I’ve been through the ringer with project management systems: notes on loose-leaf paper, to-do apps, purpose-built tools like Basecamp, complicated Scrum tools, JIRA. The old adage I keep coming back to is this: Keep it Simple. The harder your system is to work with, the less likely it is to actually be helpful.
The method I’ve found that works time and again—for individuals and teams alike—is called kanban. At its core, it’s about simply visualizing each bit of work as a card up on a board. (Think of a Post-it® Note on a whiteboard.) If you’ve ever toyed around with a digital tool like Trello, you’re already familiar with the idea though you may not understand just how powerful it is.
Language doesn’t come naturally to us humans. It must be taught and learned, and it requires higher-level brain power to comprehend. Understanding visual elements, on the other hand, is wired into the deepest parts of who we are as a species. Had our ancestors not been able to scan a landscape and immediately identify a threat (i.e. what must be focused on vs. what can be ignored), they would never have survived.
Some research suggests our brains process visual information as much as 60,000 times faster than text. That makes sense, when you think about it. We can process visual information all at once, but text-based information must be consumed and processed in a linear fashion.
Getting started is simple:
- Get a whiteboard (or a digital equivalent like Trello or LeanKit).
- Create 3 columns: To Do, Doing, and Done.
- Make a card for each current and planned item of work, and put the card in the appropriate column.
(Don’t get bogged down in defining what constitutes an item of work. You can improve on that later. Just get started for now.) - Prioritize the work by moving the cards and putting the most pressing at the top.
- As you’re doing the work represented on those cards, move them across the board through the appropriate columns.
What’s so special about this?

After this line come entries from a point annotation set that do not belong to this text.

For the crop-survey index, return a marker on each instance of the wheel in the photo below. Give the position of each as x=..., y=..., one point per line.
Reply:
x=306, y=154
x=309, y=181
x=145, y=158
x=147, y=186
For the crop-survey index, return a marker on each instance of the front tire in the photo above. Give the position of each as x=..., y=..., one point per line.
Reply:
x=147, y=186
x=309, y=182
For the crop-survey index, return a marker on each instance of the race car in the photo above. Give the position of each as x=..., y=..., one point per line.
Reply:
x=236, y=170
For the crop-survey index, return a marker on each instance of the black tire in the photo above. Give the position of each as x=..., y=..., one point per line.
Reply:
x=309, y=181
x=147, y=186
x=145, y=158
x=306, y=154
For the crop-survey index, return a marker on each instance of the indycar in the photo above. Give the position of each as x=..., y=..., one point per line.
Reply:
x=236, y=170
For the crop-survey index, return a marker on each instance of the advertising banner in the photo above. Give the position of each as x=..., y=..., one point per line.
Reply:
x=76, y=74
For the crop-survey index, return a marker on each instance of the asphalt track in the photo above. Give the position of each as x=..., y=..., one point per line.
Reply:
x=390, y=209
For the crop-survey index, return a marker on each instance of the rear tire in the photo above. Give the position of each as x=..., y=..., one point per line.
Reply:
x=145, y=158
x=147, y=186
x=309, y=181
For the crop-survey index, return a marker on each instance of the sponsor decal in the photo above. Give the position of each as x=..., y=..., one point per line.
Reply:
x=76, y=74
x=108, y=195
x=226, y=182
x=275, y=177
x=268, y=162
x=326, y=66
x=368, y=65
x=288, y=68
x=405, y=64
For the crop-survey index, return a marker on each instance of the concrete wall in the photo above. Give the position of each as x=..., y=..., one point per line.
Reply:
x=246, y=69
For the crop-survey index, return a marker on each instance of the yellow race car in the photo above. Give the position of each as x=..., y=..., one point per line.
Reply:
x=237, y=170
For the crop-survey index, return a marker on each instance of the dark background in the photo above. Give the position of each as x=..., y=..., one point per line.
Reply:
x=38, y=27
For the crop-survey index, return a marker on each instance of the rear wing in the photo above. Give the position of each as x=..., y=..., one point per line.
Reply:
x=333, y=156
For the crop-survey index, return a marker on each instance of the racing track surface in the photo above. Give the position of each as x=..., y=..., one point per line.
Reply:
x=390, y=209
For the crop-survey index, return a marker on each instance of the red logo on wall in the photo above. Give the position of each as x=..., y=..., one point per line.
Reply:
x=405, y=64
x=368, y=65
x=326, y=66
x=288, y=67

And how is this better than just a checklist?
A checklist is great for the grocery store, but it falls flat for ongoing work because your brain has to read all the items and actually think, “Is this something I’m working on right now or not?” You can’t see what’s currently on your plate, only what “not done”. It’s an unending list of everything you haven’t accomplished yet.
Whew, talk about stressful!
The steps above aren’t magic. They’re simple, but they include most of the elements a human needs to get a quick sense of what’s going on and feel great about what they’ve accomplished. (There’s something else you can add to the mix as you improve. I’ll cover that in an upcoming post.)
The key takeaway is this: don’t worry about anything that’s not in the Doing column. That column is your team’s job. Everything in the To Do column is for the future, but the Doing column? That’s right now. Focus all your efforts on moving those cards into the Done column. Then kick back and enjoy the sweet satisfaction of getting something done.
We’re not robots, after all. Rewards matter a lot for job satisfaction and ongoing motivation.
This isn’t a way of working that requires you to perfectly understand it before you can implement it. It’s not about some sophisticated process. Just get started with where you are right now. Put your current and planned work on the board. Don’t worry about trying to redesign how your team works just yet. That’ll all come later.
Just put the work on the board, and encourage your team to focus on getting Doing cards to Done.